When considering surgical correction of equinus, several factors must be considered during procedure selection. Distinguishing which portion of the triceps surae complex is contracted may assist in determining which procedure will be most effective. Traditionally, the Silfverskiold test (the amount of dorsiflexion is evaluated with the knee straight and bent) has been used as a major decision maker in surgical planning, but this assumption may be flawed. Schweinberger and Roukis17 suggested that there is no clinically significant difference between an isolated gastrocnemius equinus and a gastrocnemius-soleus equinus because the timing of passive ankle joint dorsiflexion in the gait cycle only occurs with the knee in an extended position until the heel comes off the ground during toe-off. Aronow and colleagues18 performed a mechanical loading study using 10 fresh frozen cadaveric legs that were loaded with 35.8 kg (79 lb) of plantar force through the isolated gastrocnemius, isolated soleus, or combined gastrocnemius-soleus muscles and found similar redistribution of plantar force from the rearfoot to the midfoot and forefoot in each of the 3 muscle sets tested.

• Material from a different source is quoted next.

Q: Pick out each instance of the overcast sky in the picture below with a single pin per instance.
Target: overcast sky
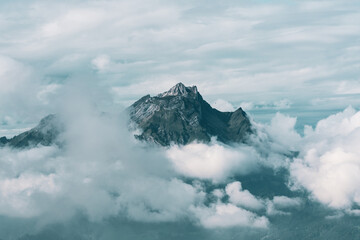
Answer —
(263, 54)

Kay and colleagues19 performed a retrospective review of 54 ambulatory children with fixed ankle equinus treated with either TAL or gastrocnemius recession. Their study garnered information for procedure selection to help improve future outcomes. The gait laboratory was used to identify patients who would benefit from a procedure to correct ankle equinus; however, procedure selection was not made from this information. Procedure selection was based on static examination of dorsiflexion at the ankle with the knee flexed. The gastrocnemius recession was performed in patients who could dorsiflex to neutral and beyond, whereas the TAL was reserved for patients who were unable to achieve dorsiflexion to neutral. Using this test to determine procedure selection produced an end result with no significant difference in postoperative dorsiflexion, whereas after surgery there was significance.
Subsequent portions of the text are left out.